Diese abschreckenden Bilder wurden öfter in deutschen Medien abgebildet als Ahmadinedschad, der zu Beginn seiner Präsidentschaft mit aggressiven antiamerikanischen und israelischen Äußerungen auftrat und zum Kampf gegen den Westen und die westliche Kultur aufrief. Im August 2005 entfernte der Iran überraschend die Siegel der Internationalen Atomenergie-Organisation (IAEA) von seinen Nuklearanlagen und nahm im November die Arbeiten zur Urananreicherung auf. Ahmadinedschad verkündete gleichzeitig „die Wiederkehr des Verborgenen Imam, des Mahdi‟ und behauptete, dass seine „kluge Politik‟ den Weg dafür ebnen würde. Neben dem Absprechen des Existenzrechts Israels, Vernichtungsvorhersagen und Holocaustleugnungen stellte er sich vor der 60. UN-Vollversammlung als auserwählter Vorkämpfer des „Erlösers“ dar. Auch andere internationale Auftritte nutzte er, um den „Mahdi-Kult“ erneut zu beschwören.
Ernster Bruch
Als Ahmadinedschad dann die Antirassismus-Konferenz 2009 in Genf wieder für seine anti-israelischen Tiraden nutzte und auf der Fortsetzung des iranischen Atomprogramms „für zivile Anwendungen‟ beharrte, blieben der deutschen Regierung keine Zweifel mehr, dass der selbsternannte „Vorkämpfer des Mahdi‟ es mit seiner destruktiven Politik ernst meinte. Erst dann war Berlin, das anfänglich die von den USA gegen den Iran verhängten Sanktionen nicht mittragen wollte, bereit, Einschränkungen in den wirtschaftlichen Beziehungen mit Teheran in Kauf zu nehmen. Deutschland war bis dahin einer der wichtigsten europäischen Handelspartner des Iran gewesen; zu den wichtigsten Exportgütern gehörten Maschinen, chemische Erzeugnisse, Lebensmittel und pharmazeutische Produkte.

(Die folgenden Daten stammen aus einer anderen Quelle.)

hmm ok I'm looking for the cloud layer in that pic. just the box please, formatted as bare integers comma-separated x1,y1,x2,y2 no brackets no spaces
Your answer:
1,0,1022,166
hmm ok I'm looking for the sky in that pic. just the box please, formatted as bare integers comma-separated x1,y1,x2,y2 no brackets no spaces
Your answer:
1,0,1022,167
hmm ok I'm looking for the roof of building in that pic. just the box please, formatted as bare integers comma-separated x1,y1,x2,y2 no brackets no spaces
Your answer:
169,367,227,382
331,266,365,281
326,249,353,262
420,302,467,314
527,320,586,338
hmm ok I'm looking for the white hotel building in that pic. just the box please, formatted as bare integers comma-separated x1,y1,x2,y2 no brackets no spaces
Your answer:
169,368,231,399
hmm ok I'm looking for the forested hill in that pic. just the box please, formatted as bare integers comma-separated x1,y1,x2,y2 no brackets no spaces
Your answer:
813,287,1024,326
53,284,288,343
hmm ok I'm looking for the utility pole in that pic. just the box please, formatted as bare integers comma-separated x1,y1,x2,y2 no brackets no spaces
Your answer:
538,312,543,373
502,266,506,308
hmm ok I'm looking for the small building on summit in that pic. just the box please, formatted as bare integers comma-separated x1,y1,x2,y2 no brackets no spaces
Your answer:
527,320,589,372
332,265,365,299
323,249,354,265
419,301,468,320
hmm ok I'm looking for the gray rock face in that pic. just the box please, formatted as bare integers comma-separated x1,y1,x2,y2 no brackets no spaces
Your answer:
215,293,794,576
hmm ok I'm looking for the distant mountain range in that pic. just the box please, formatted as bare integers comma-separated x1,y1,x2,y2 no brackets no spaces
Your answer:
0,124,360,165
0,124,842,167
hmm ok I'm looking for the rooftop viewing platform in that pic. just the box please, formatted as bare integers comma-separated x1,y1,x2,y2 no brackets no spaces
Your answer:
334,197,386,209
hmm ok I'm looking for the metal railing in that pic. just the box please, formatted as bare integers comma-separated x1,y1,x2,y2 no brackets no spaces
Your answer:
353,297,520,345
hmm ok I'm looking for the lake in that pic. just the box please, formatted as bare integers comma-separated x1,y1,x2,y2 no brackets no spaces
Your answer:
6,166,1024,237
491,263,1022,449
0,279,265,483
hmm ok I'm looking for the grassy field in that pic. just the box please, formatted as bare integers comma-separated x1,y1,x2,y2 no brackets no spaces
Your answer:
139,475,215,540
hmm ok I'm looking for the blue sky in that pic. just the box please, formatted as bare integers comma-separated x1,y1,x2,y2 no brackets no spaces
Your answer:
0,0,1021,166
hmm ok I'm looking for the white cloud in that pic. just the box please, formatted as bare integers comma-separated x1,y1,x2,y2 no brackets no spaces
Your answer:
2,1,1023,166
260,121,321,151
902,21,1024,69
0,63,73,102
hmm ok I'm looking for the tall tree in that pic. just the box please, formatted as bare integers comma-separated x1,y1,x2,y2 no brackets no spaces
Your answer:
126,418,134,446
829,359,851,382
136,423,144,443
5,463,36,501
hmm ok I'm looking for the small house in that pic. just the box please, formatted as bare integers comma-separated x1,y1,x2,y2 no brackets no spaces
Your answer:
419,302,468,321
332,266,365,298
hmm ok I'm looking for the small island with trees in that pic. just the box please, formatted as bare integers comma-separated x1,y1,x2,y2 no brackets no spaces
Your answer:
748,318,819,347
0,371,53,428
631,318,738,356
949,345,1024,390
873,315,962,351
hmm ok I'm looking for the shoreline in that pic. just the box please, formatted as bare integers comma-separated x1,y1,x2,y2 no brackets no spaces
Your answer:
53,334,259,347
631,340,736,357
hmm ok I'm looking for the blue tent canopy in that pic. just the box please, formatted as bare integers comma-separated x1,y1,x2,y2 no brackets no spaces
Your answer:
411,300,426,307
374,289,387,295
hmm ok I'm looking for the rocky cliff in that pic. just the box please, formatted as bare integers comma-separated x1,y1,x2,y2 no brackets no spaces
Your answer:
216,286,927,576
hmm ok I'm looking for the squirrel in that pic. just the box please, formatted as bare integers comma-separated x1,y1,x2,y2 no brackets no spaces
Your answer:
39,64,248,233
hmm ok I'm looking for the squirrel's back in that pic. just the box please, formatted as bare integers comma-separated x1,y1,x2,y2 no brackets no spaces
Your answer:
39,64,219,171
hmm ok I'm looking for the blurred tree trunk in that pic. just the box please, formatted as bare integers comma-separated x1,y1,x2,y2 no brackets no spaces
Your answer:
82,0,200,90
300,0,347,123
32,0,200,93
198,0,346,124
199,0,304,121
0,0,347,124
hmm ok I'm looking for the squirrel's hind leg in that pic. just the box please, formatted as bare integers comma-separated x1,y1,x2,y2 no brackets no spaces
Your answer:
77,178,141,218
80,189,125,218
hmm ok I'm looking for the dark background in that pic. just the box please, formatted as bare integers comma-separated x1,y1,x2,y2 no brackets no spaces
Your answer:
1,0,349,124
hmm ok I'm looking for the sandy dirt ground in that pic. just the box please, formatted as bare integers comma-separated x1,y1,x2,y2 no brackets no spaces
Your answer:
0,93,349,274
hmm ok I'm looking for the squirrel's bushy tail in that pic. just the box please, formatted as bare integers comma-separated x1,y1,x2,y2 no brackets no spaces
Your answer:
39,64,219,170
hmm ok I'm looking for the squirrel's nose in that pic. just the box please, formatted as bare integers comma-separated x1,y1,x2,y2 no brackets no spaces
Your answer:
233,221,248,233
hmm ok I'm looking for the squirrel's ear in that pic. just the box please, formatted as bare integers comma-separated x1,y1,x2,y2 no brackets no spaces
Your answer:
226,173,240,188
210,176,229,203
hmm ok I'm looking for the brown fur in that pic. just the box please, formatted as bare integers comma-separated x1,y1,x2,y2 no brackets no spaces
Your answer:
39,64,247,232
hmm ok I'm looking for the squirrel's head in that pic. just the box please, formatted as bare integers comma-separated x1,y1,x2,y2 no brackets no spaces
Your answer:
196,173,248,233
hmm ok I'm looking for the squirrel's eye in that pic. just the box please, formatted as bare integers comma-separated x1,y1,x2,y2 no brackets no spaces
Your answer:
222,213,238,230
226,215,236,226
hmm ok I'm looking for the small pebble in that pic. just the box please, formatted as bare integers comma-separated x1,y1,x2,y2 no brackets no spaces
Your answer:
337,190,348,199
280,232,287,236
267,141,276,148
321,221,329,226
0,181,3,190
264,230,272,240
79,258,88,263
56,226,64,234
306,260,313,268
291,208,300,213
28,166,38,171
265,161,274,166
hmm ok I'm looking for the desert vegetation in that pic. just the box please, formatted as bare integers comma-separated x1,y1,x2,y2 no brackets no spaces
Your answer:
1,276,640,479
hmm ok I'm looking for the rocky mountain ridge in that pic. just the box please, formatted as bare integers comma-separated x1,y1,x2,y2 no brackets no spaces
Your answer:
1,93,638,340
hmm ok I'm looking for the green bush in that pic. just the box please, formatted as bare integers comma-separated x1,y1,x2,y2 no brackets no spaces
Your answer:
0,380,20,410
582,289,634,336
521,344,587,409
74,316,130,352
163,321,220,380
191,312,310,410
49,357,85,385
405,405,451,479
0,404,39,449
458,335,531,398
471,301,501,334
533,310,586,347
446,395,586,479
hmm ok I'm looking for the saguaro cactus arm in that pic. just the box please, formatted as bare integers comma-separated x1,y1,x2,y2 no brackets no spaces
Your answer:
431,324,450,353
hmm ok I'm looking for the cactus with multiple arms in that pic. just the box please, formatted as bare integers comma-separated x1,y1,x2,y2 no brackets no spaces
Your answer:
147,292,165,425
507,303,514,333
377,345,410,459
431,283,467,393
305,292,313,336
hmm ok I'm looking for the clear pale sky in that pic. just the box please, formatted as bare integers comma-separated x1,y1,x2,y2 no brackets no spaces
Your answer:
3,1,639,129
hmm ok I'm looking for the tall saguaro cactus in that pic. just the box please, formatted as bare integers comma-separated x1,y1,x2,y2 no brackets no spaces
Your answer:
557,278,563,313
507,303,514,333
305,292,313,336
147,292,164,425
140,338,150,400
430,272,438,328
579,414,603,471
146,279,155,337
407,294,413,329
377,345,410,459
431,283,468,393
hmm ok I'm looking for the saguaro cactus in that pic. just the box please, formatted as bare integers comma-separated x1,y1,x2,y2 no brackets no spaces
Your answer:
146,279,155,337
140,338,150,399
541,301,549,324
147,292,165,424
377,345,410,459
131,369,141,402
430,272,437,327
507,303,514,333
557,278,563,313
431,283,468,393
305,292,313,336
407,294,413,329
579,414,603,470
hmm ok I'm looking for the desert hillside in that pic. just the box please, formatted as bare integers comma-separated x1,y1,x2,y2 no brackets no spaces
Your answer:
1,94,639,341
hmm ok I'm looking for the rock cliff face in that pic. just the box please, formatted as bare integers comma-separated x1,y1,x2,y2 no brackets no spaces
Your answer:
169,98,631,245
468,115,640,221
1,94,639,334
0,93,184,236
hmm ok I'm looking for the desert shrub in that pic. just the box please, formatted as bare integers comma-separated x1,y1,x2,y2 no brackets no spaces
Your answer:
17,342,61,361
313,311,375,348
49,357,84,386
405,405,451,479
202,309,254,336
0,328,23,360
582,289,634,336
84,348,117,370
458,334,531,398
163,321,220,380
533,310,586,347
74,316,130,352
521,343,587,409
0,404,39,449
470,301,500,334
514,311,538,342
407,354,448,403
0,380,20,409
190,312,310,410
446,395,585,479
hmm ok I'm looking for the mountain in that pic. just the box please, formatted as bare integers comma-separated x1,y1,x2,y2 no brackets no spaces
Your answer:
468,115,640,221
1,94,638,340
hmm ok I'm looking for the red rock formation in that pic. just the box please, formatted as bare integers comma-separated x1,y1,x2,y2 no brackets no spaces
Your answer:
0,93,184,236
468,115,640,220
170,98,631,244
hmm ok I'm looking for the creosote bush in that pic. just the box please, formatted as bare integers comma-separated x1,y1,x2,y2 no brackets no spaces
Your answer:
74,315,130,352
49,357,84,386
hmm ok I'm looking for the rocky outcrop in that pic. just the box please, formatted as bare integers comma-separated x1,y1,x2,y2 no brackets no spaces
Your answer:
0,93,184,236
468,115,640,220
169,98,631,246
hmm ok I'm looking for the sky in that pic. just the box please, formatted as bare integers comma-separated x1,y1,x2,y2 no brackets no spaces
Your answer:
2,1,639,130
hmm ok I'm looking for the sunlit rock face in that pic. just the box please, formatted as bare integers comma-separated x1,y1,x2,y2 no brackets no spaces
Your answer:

Diese plötzliche Drehung um 180 Grad hatte nicht nur auf die wirtschaftlichen Verhältnisse des Iran gravierende Auswirkungen. Sie war auch der Anlass dafür, dass sich die Schwerpunkte der Berichterstattungen über das Land in den deutschen Medien verschoben: Selbst einige der wenigen Zeitungen, die bis dahin versucht hatten, ein halbwegs reflektiertes Iran-Bild zu vermitteln, sahen das Land auf einmal auf der „Achse des Bösen‟**, berichteten täglich über angebliche Fortschritte iranischer Wissenschaftler bei der Urananreicherung und verbreiteten Hiobsbotschaften wie die baldige Vernichtung durch die „Mullah-Atombomben‟.
Kulturalisierung pur
Solch trüben und oberflächlichen Bilder förderten den Prozess der Kulturalisierung in der deutschen Gesellschaft, unter dem vor allem die in Deutschland lebenden IranerInnen litten. Sie hatten aber auch einen positiven Effekt: Sie weckten das Interesse bestimmter gesellschaftlicher Gruppen daran, ein differenziertes und objektiveres Bild des Iran kennenzulernen und sich mit Geschichte, Kultur und Literatur des Landes ohne Vorurteile auseinanderzusetzen. Um dieses Interesse zu befriedigen, wurden zahlreiche Romane und Erzählbände iranischer SchriftstellerInnen, Autobiografien von Politikern und im Ausland lebenden DissidentInnen oder Iran-Reiseberichte deutscher AutorInnen und JournalistInnen veröffentlicht.